Do you want to create a Machine Learning Model within 5 minutes? If so, you've come to the right place.
In this tutorial, we will build a simple website empowered by the Teachable Machine Audio Model. This is a beginner-friendly project that uses only HTML, CSS, & JavaScript.
Here is the live demo link ( please make sure to allow pop-ups)
Step 0: Project setup
Create a new folder on your desktop, I'll call mine 'website-redirector'.

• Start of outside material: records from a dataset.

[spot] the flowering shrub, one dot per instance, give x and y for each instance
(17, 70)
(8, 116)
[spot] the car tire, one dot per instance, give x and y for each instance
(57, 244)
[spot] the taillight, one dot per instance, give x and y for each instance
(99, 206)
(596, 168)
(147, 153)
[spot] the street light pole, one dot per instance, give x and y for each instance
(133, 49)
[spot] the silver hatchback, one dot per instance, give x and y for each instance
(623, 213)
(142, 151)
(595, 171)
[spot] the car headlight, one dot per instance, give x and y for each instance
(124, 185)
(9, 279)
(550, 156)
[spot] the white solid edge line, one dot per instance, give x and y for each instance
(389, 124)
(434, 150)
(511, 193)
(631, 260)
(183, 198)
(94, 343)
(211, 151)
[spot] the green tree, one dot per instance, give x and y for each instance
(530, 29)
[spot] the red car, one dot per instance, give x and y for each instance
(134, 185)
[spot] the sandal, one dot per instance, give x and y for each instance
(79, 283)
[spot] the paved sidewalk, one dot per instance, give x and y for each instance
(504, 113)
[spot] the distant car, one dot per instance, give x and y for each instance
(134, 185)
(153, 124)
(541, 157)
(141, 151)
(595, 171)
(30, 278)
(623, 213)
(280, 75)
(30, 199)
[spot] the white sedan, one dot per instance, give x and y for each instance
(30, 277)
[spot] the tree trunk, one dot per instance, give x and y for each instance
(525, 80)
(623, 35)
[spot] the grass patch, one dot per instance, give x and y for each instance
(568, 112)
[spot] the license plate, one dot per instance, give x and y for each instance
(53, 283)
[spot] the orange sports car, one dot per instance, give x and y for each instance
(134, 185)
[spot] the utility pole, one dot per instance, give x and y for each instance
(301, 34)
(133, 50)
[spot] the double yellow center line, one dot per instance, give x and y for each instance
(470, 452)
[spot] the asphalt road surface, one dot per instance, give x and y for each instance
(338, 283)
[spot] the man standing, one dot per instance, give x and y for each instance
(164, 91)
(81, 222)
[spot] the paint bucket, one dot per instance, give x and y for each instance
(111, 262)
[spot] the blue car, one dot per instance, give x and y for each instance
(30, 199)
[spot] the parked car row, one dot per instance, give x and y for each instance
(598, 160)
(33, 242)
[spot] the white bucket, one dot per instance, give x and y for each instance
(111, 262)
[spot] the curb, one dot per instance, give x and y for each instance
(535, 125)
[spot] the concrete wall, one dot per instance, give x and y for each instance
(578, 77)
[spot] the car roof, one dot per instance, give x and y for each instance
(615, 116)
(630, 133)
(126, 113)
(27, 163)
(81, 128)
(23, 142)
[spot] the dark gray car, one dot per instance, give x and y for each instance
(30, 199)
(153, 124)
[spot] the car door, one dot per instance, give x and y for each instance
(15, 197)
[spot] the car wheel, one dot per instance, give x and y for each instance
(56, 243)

Inside this folder, create an index.html
file.
<html lang="en">
<head>
<meta charset="UTF-8" />
<meta http-equiv="X-UA-Compatible" content="IE=edge" />
<meta name="viewport" content="width=device-width, initial-scale=1.0" />
<title>Website redirector</title>
</head>
<body></body>
</html>
Step 1: Go to Teachable Machine Training Page
Click the Audio Project
Step 2: Recording audio samples
First we will need to record the background noise for 20 seconds.
Sit tight and don't do anything for 20 seconds
Next, for this demo, I'll use finger snapping sound as an example.

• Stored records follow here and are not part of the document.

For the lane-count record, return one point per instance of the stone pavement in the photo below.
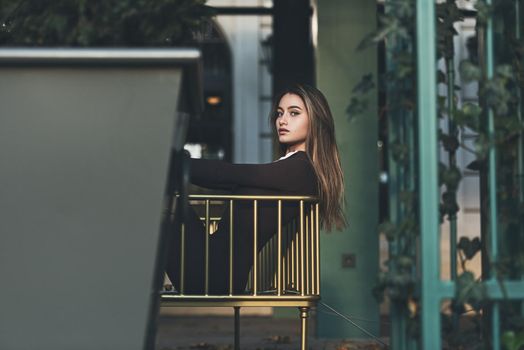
(256, 333)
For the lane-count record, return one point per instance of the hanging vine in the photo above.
(500, 94)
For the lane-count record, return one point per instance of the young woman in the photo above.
(309, 165)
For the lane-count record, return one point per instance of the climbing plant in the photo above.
(500, 94)
(100, 23)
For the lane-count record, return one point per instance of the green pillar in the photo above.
(341, 26)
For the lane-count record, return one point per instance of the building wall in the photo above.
(341, 26)
(251, 82)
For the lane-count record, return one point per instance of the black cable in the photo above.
(377, 339)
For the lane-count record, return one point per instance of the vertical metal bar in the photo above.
(231, 247)
(452, 162)
(311, 249)
(279, 249)
(288, 258)
(317, 247)
(255, 239)
(207, 248)
(492, 183)
(306, 255)
(182, 256)
(293, 256)
(452, 217)
(301, 240)
(237, 327)
(428, 156)
(304, 315)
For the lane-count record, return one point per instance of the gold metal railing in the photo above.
(287, 266)
(285, 271)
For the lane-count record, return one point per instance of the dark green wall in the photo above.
(341, 26)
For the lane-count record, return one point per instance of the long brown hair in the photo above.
(321, 147)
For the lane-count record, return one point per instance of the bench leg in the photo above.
(304, 315)
(237, 327)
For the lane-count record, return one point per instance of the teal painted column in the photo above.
(341, 26)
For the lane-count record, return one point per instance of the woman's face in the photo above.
(292, 122)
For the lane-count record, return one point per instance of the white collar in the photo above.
(289, 154)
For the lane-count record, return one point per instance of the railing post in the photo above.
(428, 172)
(231, 247)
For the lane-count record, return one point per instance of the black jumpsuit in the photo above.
(293, 175)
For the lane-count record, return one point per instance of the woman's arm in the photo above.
(293, 174)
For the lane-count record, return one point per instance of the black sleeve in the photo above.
(294, 174)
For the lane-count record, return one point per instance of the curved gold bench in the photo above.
(285, 272)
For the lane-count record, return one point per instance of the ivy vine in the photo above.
(499, 94)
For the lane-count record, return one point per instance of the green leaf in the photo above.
(512, 341)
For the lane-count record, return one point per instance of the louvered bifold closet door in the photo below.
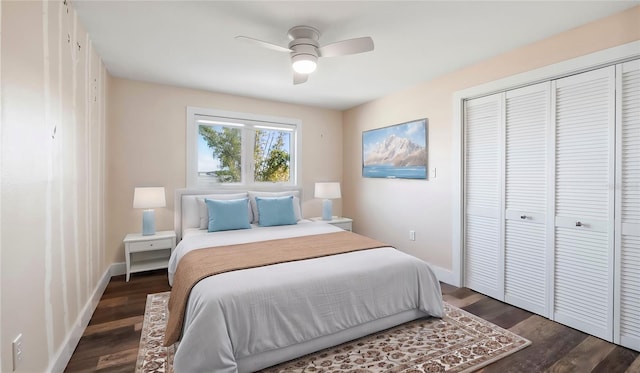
(627, 328)
(526, 128)
(483, 195)
(584, 178)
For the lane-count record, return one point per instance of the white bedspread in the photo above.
(238, 314)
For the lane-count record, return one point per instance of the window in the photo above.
(239, 149)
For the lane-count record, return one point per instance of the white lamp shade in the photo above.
(148, 198)
(327, 190)
(304, 63)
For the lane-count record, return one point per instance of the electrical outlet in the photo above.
(17, 351)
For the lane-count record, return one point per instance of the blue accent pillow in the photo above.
(226, 215)
(275, 211)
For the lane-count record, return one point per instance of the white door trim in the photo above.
(587, 62)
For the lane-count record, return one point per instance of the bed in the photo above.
(250, 319)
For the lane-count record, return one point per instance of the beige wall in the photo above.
(388, 209)
(52, 184)
(146, 142)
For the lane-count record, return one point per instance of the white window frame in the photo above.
(249, 120)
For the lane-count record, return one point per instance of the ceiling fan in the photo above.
(305, 49)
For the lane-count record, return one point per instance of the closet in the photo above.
(552, 200)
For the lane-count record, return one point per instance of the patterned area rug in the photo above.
(459, 342)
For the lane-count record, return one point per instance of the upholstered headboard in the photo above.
(186, 214)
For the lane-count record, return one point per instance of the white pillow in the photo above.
(296, 202)
(204, 211)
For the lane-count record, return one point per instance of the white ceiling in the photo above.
(191, 43)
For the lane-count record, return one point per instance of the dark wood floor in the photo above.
(110, 343)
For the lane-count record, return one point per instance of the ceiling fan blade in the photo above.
(264, 44)
(299, 78)
(349, 46)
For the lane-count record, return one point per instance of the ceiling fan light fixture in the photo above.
(304, 63)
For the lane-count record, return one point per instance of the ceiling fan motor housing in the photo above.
(304, 43)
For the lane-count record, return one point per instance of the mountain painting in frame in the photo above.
(397, 151)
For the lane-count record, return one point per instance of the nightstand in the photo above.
(338, 221)
(144, 253)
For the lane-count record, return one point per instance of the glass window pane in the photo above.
(271, 154)
(220, 153)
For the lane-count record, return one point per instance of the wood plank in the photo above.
(550, 342)
(110, 344)
(584, 357)
(115, 324)
(120, 358)
(616, 361)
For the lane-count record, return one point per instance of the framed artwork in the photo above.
(398, 151)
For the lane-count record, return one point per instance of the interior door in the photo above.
(483, 193)
(526, 184)
(584, 116)
(627, 328)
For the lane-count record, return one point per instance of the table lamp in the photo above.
(327, 191)
(148, 198)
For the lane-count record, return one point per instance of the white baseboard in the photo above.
(118, 269)
(62, 357)
(445, 275)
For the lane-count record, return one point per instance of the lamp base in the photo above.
(148, 223)
(327, 214)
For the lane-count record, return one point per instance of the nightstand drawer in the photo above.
(166, 243)
(346, 225)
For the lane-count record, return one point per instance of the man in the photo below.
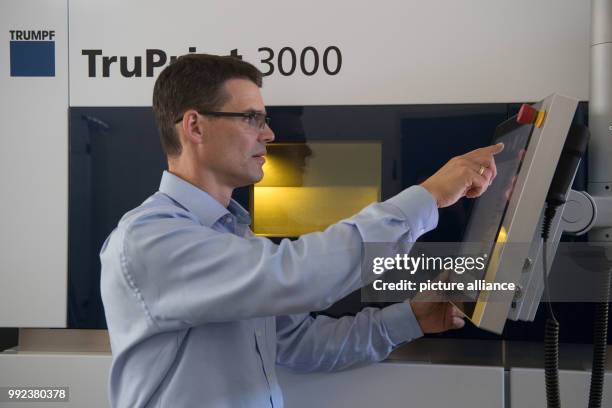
(200, 310)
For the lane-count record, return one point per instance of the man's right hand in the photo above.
(468, 175)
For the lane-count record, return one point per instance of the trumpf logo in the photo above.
(32, 53)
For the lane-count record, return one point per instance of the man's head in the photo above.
(211, 115)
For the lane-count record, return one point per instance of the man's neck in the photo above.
(204, 181)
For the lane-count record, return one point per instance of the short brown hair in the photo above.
(194, 81)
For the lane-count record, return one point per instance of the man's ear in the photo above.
(193, 129)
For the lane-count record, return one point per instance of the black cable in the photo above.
(551, 331)
(600, 344)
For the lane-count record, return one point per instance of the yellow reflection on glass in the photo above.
(307, 187)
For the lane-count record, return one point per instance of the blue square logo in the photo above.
(33, 58)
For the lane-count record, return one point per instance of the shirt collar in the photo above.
(199, 202)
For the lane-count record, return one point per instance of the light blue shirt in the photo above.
(200, 310)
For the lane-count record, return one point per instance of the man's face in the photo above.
(233, 148)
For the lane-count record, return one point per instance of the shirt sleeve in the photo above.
(327, 344)
(184, 274)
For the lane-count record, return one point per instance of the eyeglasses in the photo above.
(257, 120)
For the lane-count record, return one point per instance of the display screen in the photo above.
(485, 227)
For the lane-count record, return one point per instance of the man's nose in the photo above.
(266, 135)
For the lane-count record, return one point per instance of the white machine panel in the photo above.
(393, 52)
(33, 163)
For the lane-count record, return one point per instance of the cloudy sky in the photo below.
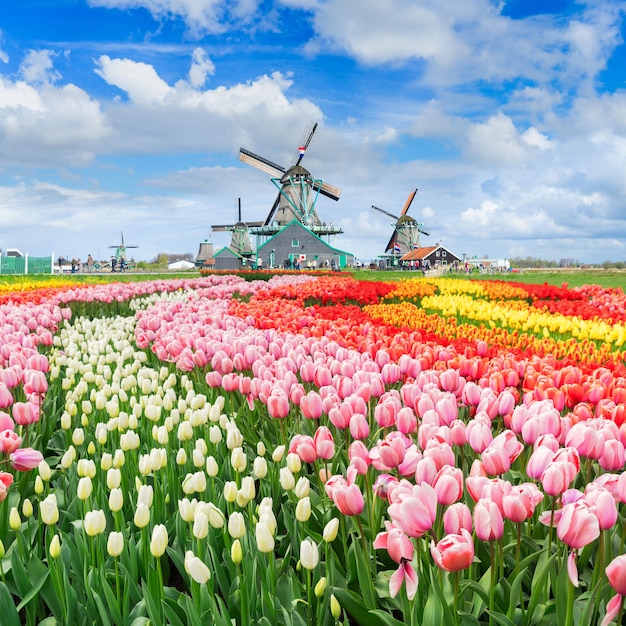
(509, 116)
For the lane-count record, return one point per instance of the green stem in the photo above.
(492, 586)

Click the pencil ✏️ icon to edit the name from Class 2 to whatever name you like.
You can adjust the duration of recording by clicking the setting ⚙️ icon
You only need a minimum of 8 audio samples which means you can adjust the duration to only 8 seconds. ( But I recommend record more than 8 samples for better results )
If you want to check your audio samples after recording, click the "Extract sample" button and hover on the sample to either delete or listen to the sample.

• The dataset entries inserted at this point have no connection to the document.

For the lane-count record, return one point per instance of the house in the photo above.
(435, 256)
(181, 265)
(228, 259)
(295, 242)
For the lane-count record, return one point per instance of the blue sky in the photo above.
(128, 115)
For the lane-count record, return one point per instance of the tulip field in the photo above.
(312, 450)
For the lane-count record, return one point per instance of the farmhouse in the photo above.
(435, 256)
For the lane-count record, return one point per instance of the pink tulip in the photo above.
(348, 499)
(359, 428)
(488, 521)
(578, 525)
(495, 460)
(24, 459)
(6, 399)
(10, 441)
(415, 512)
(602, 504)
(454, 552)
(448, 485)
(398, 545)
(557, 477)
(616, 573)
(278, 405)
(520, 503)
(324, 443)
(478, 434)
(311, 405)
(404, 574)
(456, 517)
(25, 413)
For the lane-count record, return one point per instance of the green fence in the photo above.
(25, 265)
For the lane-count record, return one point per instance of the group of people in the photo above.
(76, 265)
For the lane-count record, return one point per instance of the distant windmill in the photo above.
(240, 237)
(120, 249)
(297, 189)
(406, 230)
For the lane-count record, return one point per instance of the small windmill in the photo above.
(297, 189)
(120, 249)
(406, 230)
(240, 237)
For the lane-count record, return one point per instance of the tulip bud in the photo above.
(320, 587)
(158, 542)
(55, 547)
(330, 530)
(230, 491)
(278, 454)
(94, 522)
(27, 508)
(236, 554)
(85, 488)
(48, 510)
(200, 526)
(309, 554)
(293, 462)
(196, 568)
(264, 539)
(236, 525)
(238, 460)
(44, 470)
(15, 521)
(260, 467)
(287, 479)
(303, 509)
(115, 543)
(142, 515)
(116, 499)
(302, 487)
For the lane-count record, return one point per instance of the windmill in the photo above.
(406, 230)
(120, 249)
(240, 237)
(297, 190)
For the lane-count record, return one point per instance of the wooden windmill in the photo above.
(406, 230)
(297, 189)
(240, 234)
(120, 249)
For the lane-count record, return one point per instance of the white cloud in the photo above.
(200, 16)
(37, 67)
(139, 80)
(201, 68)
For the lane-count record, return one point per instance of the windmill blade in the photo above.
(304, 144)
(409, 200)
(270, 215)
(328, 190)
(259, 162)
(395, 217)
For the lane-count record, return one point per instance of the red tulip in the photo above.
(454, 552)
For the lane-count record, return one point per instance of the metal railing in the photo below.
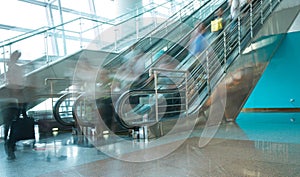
(48, 44)
(207, 69)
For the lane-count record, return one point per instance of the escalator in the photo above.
(50, 75)
(148, 53)
(198, 82)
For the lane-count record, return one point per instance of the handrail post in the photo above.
(251, 19)
(80, 33)
(116, 39)
(156, 95)
(239, 33)
(137, 27)
(186, 94)
(261, 12)
(225, 47)
(207, 70)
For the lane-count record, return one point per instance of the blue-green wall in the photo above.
(281, 80)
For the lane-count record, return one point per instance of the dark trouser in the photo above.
(9, 114)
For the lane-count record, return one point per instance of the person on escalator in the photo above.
(199, 42)
(15, 86)
(196, 45)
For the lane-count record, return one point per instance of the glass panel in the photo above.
(22, 17)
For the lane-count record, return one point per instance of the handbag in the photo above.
(22, 129)
(216, 24)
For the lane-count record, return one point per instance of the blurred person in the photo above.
(15, 85)
(219, 22)
(199, 42)
(234, 9)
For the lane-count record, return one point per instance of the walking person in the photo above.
(14, 103)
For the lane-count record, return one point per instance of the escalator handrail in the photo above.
(185, 37)
(149, 34)
(56, 109)
(131, 92)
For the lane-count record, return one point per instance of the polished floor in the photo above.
(268, 145)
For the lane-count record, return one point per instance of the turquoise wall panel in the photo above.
(281, 80)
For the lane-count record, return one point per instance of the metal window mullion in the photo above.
(239, 33)
(63, 31)
(156, 95)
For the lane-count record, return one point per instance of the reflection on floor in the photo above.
(250, 147)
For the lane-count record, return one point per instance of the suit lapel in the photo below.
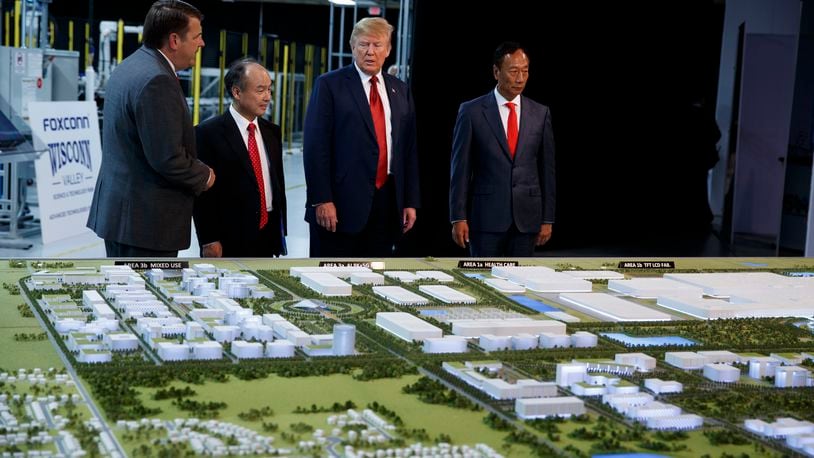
(235, 140)
(525, 125)
(395, 106)
(492, 115)
(357, 92)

After that, I added a new class called "Tongue Click" and record some audio samples.
Feel free to add more classes & audio samples if you like.
Whenever you are ready, click the "Train Model" button
Step 3: Export the model
After clicking 'Export Model', you should see the following:
Select Tensorflow.js
tab -> Upload my model
After a few seconds, you will see your sharable link
⚠️ COPY & SAVE this link before you close the tab !!! ⚠️
Now click JavaScript
tab and copy the code.
If you accidentally closed the tab 😅😅, here is the code: ( change the URL to your own model URL )
<div>Teachable Machine Audio Model</div>
<button type="button" onclick="init()">Start</button>
<div id="label-container"></div>
<script src="https://cdn.jsdelivr.net/npm/@tensorflow/tfjs@1.3.1/dist/tf.min.js"></script>
<script src="https://cdn.jsdelivr.net/npm/@tensorflow-models/speech-commands@0.4.0/dist/speech-commands.min.js"></script>
<script type="text/javascript">
// the link to your model
const URL = "https://teachablemachine.withgoogle.com/models/xxxx";
async function createModel() {
const checkpointURL = URL + "model.json"; // model topology
const metadataURL = URL + "metadata.json"; // model metadata
const recognizer = speechCommands.create(
"BROWSER_FFT", // fourier transform type, not useful to change
undefined, // speech commands vocabulary feature, not useful for your models
checkpointURL,
metadataURL);
// check that model and metadata are loaded via HTTPS requests.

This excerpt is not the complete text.